Assuredly yes, for Muslims consider any pictorial representation of their prophet as blasphemous.  But for the U.S., compliance to this prohibition with its First Amendment guarantee of free speech leaves us with only one conclusion: that sharia law is the de facto law in the U.S., to which the U.S. Constitution must capitulate.  In this respect, at least, we are not at all different from Pakistan or Afghanistan.

Apart from these constant political and cultural exceptions made for Islam (and Islam alone), the behavior and actions of sections of the Muslim population in the U.S. deserve scrutiny.
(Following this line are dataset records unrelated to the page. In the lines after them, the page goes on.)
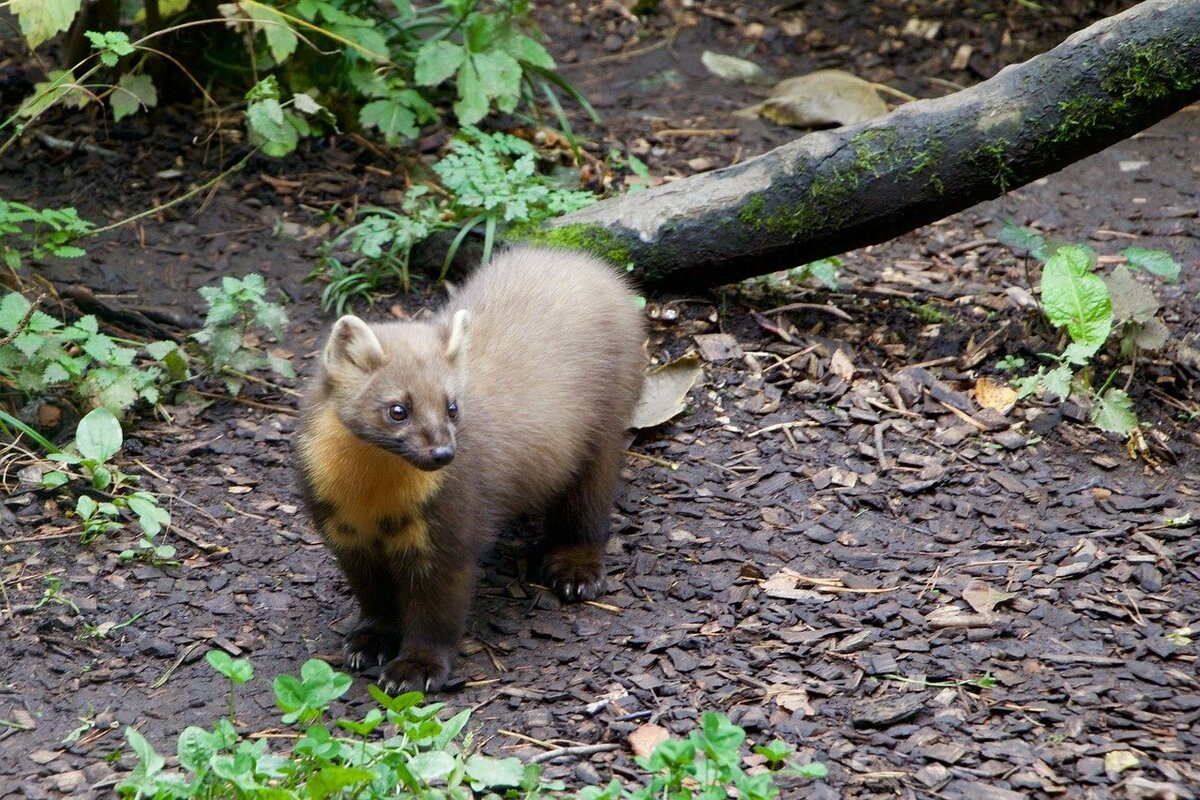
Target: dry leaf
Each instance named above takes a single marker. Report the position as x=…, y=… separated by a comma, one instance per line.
x=718, y=347
x=733, y=68
x=665, y=391
x=1119, y=761
x=647, y=738
x=982, y=597
x=822, y=98
x=840, y=365
x=995, y=395
x=792, y=698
Although Muslims make up a bit more than one per cent of the U.S. population, they constitute about nine percent of the state prison population.  Muslim immigration has dramatically increased the risk of female genital mutilation (FGM) which is understood in many Islamic countries as a religious obligation.  In North America, Muslims commit most of the honor killings.

We have reached here because of the unbreakable alliance of the left and Islam.  Leftists’ frequent accusations of “Islamophobia” are grossly exaggerated and more powerful than any weapon.  This does not imply that Muslims cannot be targeted.  But the left’s partnership with Islam has succeeded in achieving a unique moral inversion.  Leftists have conferred upon a specific religion and its followers blanket immunity from hostile examination, and simultaneously labeled those as making any enquiry, no matter how justified by facts, as intolerant, and excluded them from the streams of authorized debate.

September 11 was the day that the towers fell, and the U.S. began its submission to Islam.  Unless checked, it will surely hasten our downfall as a nation.